Lower default-servicing expenses benefitted the bank’s legacy asset services segment as well, with noninterest expenses falling to $3.4 billion, from $4.2 billion a year ago. This drop stems from a series of servicing staff reductions and business divestures. These declines were then partially offset by higher expenses in the home loan segment.
BofA funded $24.4 billion home loans and equity lines in the third quarter alone, and assisted another 97,000 homeowners with refinancing existing mortgages or funding new home purchases. During the period, 5,300 first-time homebuyers obtained a BofA mortgage – while a total of 32,000 mortgages were delivered to low- and moderate-income borrowers.
Of the funded first mortgages, 22% were for home purchases, while 78% involved refinancings.
Delinquent loans serviced by BofA also declined, with the legacy asset services devision reporting a 19% drop in the number of 60-plus day late mortgages. In fact, only 398,000 loans met this definition last quarter, down from 492,000 in 2Q and a steep 57% drop from 936,000 at the end of 3Q2012.

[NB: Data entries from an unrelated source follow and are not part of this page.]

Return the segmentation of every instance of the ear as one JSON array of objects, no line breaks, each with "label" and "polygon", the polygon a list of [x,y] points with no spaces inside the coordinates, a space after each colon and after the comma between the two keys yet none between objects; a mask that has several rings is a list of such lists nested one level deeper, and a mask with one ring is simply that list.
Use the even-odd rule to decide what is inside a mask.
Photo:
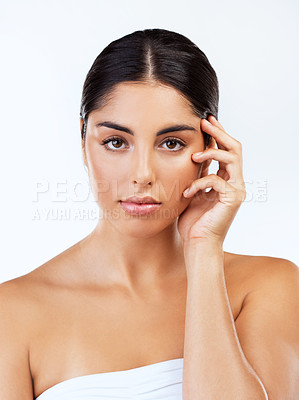
[{"label": "ear", "polygon": [[[213,148],[216,149],[217,147],[216,147],[216,140],[212,137],[211,140],[210,140],[210,143],[208,144],[208,146],[206,147],[205,150],[213,149]],[[200,167],[200,170],[199,170],[199,174],[198,174],[200,178],[203,178],[204,176],[209,175],[209,166],[210,166],[212,161],[213,161],[212,159],[209,159],[209,160],[204,161],[201,164],[201,167]]]},{"label": "ear", "polygon": [[[83,123],[84,123],[83,118],[80,118],[80,133],[82,132]],[[86,159],[85,141],[82,138],[81,138],[81,147],[82,147],[83,163],[84,163],[85,167],[88,168],[87,159]]]}]

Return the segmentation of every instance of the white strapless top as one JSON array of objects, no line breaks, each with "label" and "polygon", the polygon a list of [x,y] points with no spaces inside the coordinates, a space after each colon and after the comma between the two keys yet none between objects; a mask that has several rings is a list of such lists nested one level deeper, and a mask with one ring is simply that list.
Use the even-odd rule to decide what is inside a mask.
[{"label": "white strapless top", "polygon": [[67,379],[35,400],[182,400],[183,358]]}]

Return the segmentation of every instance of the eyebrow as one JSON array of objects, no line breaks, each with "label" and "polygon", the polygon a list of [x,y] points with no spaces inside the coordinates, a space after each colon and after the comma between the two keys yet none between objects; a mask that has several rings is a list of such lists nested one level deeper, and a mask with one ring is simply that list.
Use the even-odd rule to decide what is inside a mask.
[{"label": "eyebrow", "polygon": [[[95,126],[96,127],[106,126],[107,128],[112,128],[112,129],[116,129],[118,131],[123,131],[123,132],[129,133],[130,135],[134,136],[134,133],[131,131],[131,129],[129,129],[125,126],[118,125],[112,121],[99,122]],[[196,129],[193,128],[193,126],[185,125],[185,124],[173,125],[173,126],[169,126],[168,128],[161,129],[160,131],[157,132],[156,136],[164,135],[165,133],[168,133],[168,132],[179,132],[179,131],[196,131]]]}]

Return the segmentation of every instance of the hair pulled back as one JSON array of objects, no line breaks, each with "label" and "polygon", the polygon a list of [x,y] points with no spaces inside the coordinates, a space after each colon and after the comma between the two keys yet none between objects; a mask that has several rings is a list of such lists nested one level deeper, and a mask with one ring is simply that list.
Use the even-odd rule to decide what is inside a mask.
[{"label": "hair pulled back", "polygon": [[[93,62],[83,85],[80,117],[103,107],[116,84],[153,82],[177,89],[199,118],[218,119],[218,79],[206,55],[187,37],[166,29],[135,31],[111,42]],[[211,136],[203,132],[205,147]]]}]

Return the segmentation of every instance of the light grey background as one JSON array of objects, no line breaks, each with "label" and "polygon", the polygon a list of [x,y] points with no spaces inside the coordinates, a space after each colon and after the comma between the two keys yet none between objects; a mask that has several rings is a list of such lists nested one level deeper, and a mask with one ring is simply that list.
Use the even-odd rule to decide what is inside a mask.
[{"label": "light grey background", "polygon": [[[298,265],[298,14],[295,0],[2,0],[0,281],[94,228],[80,148],[83,82],[112,40],[145,28],[182,33],[204,51],[219,79],[219,121],[243,144],[247,199],[224,250]],[[37,185],[44,193],[35,201]]]}]

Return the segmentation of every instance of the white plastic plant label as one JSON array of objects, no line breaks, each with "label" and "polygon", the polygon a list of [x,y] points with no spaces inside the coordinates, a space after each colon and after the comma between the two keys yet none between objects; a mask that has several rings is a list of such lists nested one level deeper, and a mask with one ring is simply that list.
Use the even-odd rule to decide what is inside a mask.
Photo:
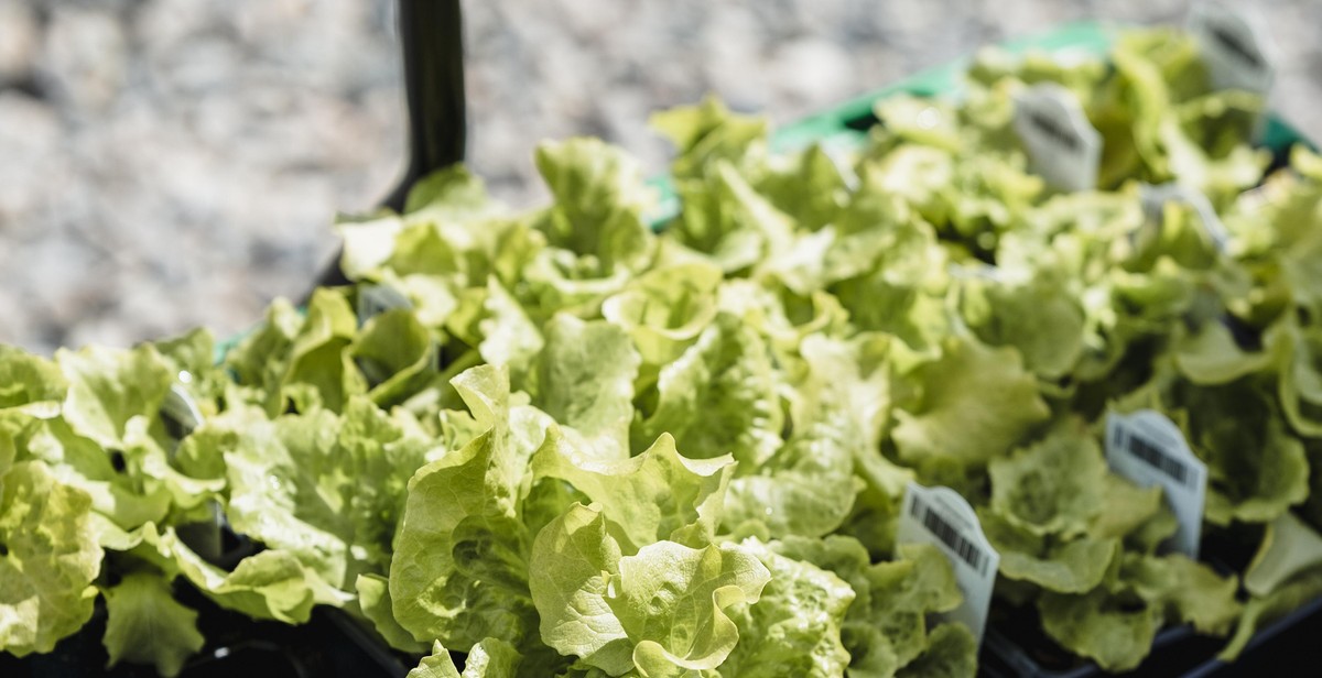
[{"label": "white plastic plant label", "polygon": [[1073,93],[1055,83],[1021,91],[1014,98],[1013,126],[1032,172],[1047,184],[1062,190],[1096,188],[1101,135]]},{"label": "white plastic plant label", "polygon": [[365,325],[373,317],[393,308],[412,308],[412,303],[389,285],[358,287],[358,325]]},{"label": "white plastic plant label", "polygon": [[1182,186],[1174,181],[1169,184],[1161,184],[1154,186],[1151,184],[1138,185],[1138,200],[1142,201],[1144,214],[1157,225],[1162,222],[1162,209],[1167,202],[1183,202],[1198,213],[1199,221],[1203,222],[1203,229],[1207,231],[1207,237],[1212,239],[1212,245],[1220,252],[1225,251],[1225,246],[1229,242],[1229,231],[1225,230],[1225,225],[1222,223],[1220,215],[1212,209],[1211,201],[1207,196],[1188,186]]},{"label": "white plastic plant label", "polygon": [[1276,67],[1255,17],[1228,3],[1196,3],[1188,15],[1188,30],[1198,40],[1212,86],[1268,94]]},{"label": "white plastic plant label", "polygon": [[945,619],[964,622],[982,642],[1001,554],[992,547],[969,502],[951,488],[908,484],[900,510],[898,543],[935,545],[951,560],[964,603]]},{"label": "white plastic plant label", "polygon": [[1107,415],[1107,463],[1110,469],[1142,488],[1161,485],[1179,529],[1170,546],[1198,558],[1207,497],[1207,465],[1185,441],[1166,415],[1138,410]]}]

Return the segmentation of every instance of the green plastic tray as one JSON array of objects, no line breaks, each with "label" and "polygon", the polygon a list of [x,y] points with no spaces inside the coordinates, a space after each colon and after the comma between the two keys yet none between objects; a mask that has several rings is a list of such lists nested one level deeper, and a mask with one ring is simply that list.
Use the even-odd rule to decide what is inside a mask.
[{"label": "green plastic tray", "polygon": [[[1063,24],[1044,33],[1001,42],[999,48],[1011,54],[1068,52],[1104,57],[1110,50],[1116,33],[1122,28],[1126,26],[1103,21],[1077,21]],[[921,70],[781,127],[772,133],[771,148],[779,152],[792,152],[814,143],[829,149],[858,148],[867,139],[866,123],[875,120],[873,108],[878,100],[896,94],[910,94],[914,96],[956,94],[962,87],[962,75],[968,70],[970,59],[972,56],[968,56]],[[1297,143],[1315,148],[1311,141],[1305,139],[1303,135],[1290,127],[1278,115],[1269,112],[1265,123],[1263,147],[1272,149],[1273,153],[1285,153],[1290,145]],[[669,176],[653,177],[649,184],[660,194],[660,201],[650,215],[650,221],[653,227],[661,227],[665,222],[680,214],[680,198],[676,196],[674,182]]]}]

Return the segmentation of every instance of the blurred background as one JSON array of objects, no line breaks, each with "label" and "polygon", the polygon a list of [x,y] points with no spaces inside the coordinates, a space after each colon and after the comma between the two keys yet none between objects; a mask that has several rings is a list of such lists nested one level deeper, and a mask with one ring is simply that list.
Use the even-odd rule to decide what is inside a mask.
[{"label": "blurred background", "polygon": [[[789,122],[986,42],[1187,4],[468,1],[469,163],[531,205],[541,139],[660,172],[648,114],[707,93]],[[1273,106],[1322,139],[1322,1],[1240,4],[1278,53]],[[0,0],[0,344],[226,336],[305,293],[334,214],[402,169],[394,21],[393,0]]]}]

While BofA is working through loan delinquencies and seeing much improvement, mortgage issues remain on the litigation and regulatory front.
Overall, the firm’s noninterest expenses hit $16.4 billion in 3Q, down from $17.5 billion a year ago – a drop attributed to lower litigation costs and reduced expenses in the bank’s legacy assets and servicing business.
However, litigation expense remained at $1.1 billion in 3Q, up from $471 million in the second quarter — and a slight drop from $1.6 billion in the third quarter of last year.
The takeaway: BofA is not out of the woods just yet.
Among its routine risk dlsclosures, the firm noted that mortgage issues remain a part of "the inherent uncertainty of litigation," and it's expected to "continue in future periods."